Q11- What is the main advantage of Strassen’s Algorithm in scientific computing applications?
Higher precision of results
Ability to handle irregular matrices
Reduced computational complexity
Improved parallelization potential
Ans – (4)
Explanation – Strassen’s Algorithm’s recursive nature and reduced number of multiplications allow for easier parallelization, which is beneficial in scientific computing applications.
Q12- What is the base case in Strassen’s Algorithm?

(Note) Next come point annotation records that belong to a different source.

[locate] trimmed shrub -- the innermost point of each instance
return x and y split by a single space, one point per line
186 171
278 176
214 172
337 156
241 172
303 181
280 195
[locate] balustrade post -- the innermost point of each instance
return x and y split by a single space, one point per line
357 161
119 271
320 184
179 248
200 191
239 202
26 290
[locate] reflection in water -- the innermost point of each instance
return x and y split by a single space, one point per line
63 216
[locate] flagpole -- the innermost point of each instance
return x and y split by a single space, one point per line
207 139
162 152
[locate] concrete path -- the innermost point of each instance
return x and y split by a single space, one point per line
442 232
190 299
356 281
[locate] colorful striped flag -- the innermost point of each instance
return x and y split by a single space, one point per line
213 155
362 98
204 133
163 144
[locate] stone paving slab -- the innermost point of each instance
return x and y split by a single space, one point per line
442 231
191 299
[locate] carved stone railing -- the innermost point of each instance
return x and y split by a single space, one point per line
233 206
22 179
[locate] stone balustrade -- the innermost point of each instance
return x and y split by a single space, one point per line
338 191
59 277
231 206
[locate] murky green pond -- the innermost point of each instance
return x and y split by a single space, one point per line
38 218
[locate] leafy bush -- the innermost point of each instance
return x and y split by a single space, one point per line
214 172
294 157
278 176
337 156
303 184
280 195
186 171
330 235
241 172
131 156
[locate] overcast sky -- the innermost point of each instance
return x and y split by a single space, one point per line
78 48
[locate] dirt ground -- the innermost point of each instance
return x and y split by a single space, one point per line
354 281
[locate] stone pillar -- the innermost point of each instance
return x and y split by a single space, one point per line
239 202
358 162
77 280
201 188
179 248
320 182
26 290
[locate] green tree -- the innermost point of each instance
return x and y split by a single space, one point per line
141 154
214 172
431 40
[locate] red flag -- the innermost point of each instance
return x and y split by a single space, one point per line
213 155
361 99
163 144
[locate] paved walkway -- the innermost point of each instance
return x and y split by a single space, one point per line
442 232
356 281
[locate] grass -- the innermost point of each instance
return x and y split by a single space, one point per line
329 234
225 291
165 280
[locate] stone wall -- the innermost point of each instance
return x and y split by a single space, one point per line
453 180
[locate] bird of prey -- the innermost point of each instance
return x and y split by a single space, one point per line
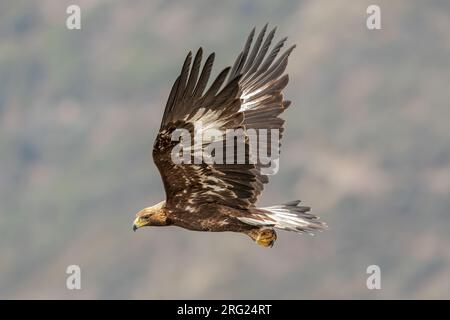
220 196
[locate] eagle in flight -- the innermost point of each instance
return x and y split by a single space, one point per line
216 196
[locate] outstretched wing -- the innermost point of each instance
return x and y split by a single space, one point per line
248 95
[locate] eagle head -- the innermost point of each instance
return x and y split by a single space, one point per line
151 216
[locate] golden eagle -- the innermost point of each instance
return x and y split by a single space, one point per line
217 196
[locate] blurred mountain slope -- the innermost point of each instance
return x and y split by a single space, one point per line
366 145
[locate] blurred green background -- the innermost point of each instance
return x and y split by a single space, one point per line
367 145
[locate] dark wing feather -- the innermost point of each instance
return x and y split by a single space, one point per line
250 98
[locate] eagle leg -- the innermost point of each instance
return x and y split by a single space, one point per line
263 236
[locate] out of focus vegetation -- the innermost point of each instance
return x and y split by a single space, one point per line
367 145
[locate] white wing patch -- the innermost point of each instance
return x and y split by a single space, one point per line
282 217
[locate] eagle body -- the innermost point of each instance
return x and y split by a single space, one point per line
216 190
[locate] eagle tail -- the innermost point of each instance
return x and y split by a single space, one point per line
289 216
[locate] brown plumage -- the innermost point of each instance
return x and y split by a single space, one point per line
206 196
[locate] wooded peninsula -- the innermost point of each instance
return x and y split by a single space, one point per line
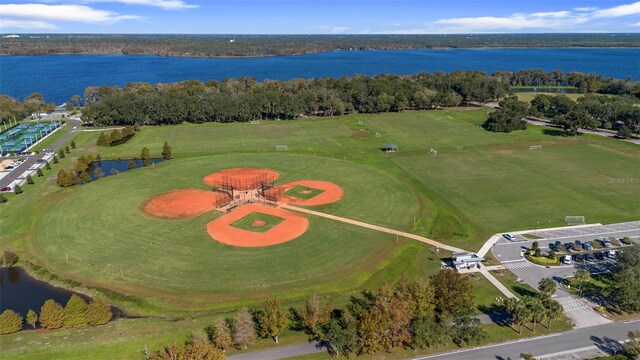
273 45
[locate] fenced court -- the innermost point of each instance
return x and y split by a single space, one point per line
19 138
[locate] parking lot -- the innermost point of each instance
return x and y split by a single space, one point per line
509 253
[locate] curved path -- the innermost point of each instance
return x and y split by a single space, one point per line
376 227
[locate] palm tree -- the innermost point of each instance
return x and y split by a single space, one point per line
582 275
547 286
536 309
554 311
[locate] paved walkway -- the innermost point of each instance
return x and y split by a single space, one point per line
375 227
484 271
503 289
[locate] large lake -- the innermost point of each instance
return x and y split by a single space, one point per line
61 76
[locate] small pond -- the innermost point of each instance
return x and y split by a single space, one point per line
108 166
20 292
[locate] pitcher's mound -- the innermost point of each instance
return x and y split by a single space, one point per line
183 203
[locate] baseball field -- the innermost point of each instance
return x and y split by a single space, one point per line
479 183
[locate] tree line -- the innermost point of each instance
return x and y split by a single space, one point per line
269 45
419 314
619 113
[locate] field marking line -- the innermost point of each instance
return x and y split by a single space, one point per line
376 227
244 144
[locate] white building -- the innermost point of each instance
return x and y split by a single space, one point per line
466 260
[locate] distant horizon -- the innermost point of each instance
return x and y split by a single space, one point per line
319 17
323 34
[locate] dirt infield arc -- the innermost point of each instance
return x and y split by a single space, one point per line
240 174
182 203
293 226
330 193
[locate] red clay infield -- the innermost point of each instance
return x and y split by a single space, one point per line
239 174
181 203
293 226
331 193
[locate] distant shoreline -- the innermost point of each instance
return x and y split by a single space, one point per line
248 46
321 51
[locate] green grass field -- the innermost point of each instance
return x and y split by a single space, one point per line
249 222
303 192
480 183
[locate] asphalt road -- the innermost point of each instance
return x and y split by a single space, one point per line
603 336
31 160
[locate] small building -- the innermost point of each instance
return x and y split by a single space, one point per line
466 260
390 148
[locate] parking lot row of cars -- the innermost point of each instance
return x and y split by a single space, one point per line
578 245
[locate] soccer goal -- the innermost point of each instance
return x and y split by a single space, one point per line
574 220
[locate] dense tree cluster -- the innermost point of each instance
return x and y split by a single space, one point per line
245 99
535 309
409 315
76 314
619 113
263 45
509 117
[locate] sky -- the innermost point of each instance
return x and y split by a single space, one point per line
318 16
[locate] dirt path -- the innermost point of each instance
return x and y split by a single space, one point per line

Matrices with dimensions 1×1
Matrices with dimensions 2×2
Matrices with dimensions 3×3
Matrices with dimensions 4×4
Ans – (1)
Explanation – The base case in Strassen’s Algorithm is typically reached when the input matrices are reduced to 1×1 size, and direct multiplication can be performed.
Q13- Which operation is NOT involved in Strassen’s Algorithm?
Matrix addition
Matrix subtraction
Matrix division
Matrix multiplication
Ans – (3)
Explanation – Strassen’s Algorithm uses matrix addition, subtraction, and multiplication, but it does not involve matrix division.
Q14- What is the main trade-off of using Strassen’s Algorithm?
Higher memory usage
Slower execution for small matrices
Inaccuracy in results
Difficulty in implementation
Ans – (1)
Explanation – Strassen’s Algorithm requires additional memory to store the submatrices and intermediate results, which can result in higher memory usage compared to traditional matrix multiplication algorithms.